Ekrem Balkı, a former air force colonel who was under house arrest pending retrial over alleged links to the faith-based Gülen movement, has died of a heart attack in Ankara, the TR724 news website reported.
Balkı, 59, was dismissed from the military in November 2017 in sweeping purges that followed a 2016 coup attempt in Turkey and was arrested and put in pretrial detention in May 2018, where he spent seven months.
The Ankara 18th High Criminal Court sentenced him to more than seven years in prison on charges of membership in a terrorist organization based on allegations including sending his children to a Gülen-affiliated school and a witness statement claiming he listened to a religious radio station. He was subsequently released pending appeal.
Balkı was detained again in October 2023 while awaiting a ruling from Turkey’s Supreme Court of Appeals, which overturned his conviction in January 2025. Despite the ruling, he remained in prison until October 2025, when he was released under judicial supervision and put under house arrest pending retrial.
According to family members, Balkı was repeatedly asked whether he wanted to benefit from Article 221 of the Turkish Penal Code, also known as the “effective remorse” clause, which offers sentence reductions in exchange for confessions and cooperation. He refused, insisting he would be acquitted.

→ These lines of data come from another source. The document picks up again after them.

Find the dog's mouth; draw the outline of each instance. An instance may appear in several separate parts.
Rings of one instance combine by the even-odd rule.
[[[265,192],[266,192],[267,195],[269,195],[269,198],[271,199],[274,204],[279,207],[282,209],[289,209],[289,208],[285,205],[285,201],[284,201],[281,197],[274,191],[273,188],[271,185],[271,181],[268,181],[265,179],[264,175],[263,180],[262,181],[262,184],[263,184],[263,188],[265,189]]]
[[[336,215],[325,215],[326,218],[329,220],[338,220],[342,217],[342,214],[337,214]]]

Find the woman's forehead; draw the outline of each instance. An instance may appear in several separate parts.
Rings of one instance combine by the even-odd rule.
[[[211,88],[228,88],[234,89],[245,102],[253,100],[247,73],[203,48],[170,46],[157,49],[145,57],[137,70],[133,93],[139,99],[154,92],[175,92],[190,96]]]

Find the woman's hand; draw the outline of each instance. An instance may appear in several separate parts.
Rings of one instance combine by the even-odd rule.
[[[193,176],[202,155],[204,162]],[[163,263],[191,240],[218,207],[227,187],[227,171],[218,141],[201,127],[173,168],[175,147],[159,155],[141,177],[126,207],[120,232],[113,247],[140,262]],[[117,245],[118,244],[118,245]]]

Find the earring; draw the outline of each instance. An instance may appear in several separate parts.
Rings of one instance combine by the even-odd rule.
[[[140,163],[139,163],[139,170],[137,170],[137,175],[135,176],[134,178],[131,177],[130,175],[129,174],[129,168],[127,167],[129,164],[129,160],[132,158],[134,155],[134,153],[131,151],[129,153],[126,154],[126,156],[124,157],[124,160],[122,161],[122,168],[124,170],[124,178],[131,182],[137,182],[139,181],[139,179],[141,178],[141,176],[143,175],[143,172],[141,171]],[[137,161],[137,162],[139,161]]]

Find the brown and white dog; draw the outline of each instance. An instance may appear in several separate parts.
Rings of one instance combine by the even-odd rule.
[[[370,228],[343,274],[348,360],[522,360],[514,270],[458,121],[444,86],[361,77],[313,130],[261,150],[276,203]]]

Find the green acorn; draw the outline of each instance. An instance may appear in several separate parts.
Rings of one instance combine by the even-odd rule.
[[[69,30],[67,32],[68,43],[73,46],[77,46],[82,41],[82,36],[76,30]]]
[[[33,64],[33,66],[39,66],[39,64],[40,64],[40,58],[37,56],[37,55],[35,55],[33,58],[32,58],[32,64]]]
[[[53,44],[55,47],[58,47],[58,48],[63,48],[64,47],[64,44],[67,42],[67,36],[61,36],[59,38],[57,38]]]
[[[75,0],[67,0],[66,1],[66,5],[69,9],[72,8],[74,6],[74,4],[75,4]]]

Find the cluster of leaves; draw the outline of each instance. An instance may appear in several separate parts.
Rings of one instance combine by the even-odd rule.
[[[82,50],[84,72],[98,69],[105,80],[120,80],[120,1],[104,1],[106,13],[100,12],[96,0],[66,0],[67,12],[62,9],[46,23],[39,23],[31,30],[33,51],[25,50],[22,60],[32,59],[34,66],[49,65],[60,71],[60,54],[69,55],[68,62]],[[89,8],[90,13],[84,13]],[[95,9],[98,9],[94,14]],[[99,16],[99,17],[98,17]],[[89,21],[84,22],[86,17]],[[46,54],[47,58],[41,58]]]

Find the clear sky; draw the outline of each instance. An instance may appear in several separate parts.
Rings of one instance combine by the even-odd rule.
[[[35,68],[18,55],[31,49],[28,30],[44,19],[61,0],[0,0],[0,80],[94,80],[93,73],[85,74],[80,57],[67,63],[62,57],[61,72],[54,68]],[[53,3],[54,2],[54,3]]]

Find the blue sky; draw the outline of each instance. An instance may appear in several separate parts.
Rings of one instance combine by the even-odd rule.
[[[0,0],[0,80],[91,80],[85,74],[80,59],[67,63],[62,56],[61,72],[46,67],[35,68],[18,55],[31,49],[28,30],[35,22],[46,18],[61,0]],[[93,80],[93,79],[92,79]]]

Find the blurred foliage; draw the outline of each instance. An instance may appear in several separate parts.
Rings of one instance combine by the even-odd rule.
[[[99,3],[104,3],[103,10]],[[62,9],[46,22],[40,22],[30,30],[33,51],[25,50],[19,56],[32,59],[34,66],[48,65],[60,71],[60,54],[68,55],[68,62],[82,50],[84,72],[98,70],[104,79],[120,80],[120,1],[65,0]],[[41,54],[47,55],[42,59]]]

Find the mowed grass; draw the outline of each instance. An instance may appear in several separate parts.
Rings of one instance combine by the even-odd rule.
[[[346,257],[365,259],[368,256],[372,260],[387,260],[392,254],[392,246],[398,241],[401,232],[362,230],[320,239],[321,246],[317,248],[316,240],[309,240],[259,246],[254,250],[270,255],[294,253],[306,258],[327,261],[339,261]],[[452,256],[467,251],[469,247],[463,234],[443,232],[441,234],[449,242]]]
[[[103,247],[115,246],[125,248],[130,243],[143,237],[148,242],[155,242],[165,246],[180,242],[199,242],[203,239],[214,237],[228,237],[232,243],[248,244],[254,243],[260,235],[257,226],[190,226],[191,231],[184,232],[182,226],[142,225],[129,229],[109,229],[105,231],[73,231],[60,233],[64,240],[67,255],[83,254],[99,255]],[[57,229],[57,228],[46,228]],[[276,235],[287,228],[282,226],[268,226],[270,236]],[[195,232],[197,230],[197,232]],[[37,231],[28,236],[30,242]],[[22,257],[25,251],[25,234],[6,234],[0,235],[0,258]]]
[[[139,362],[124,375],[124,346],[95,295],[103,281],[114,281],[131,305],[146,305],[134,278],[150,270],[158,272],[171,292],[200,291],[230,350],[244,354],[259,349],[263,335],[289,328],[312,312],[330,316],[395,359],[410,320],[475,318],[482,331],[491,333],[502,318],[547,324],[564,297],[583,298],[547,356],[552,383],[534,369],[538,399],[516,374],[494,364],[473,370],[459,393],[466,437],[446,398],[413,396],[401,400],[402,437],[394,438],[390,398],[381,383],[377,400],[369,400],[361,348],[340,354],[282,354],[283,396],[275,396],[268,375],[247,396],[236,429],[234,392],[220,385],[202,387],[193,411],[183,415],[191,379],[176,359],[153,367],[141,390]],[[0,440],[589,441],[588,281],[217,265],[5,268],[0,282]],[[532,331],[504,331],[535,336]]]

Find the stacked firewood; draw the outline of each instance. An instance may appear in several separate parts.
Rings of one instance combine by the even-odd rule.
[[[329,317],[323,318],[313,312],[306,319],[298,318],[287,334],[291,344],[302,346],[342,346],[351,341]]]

He is survived by three children.
Turkish President Recep Tayyip Erdoğan has targeted followers of the Gülen movement, inspired by the late Muslim cleric Fethullah Gülen, since corruption investigations in December 2013 implicated him as well as some members of his family and inner circle. He dismissed the probes as a Gülenist conspiracy and later designated the movement as a terrorist organization in May 2016, intensifying a sweeping crackdown after the failed coup in July of the same year that he accused Gülen of orchestrating. The movement denies involvement in the coup attempt or any terrorist activity.
Following the coup attempt, the Turkish government declared a state of emergency that remained in effect until July 19, 2018. During this period, the government carried out a purge of state institutions under the pretext of an anti-coup fight by issuing a number of government decrees. Over 130,000 public servants, including 4,156 judges and prosecutors, as well as more than 24,000 members of the armed forces were summarily removed from their jobs for alleged membership in or relationships with “terrorist organizations” by emergency decree-laws subject to neither judicial nor parliamentary scrutiny.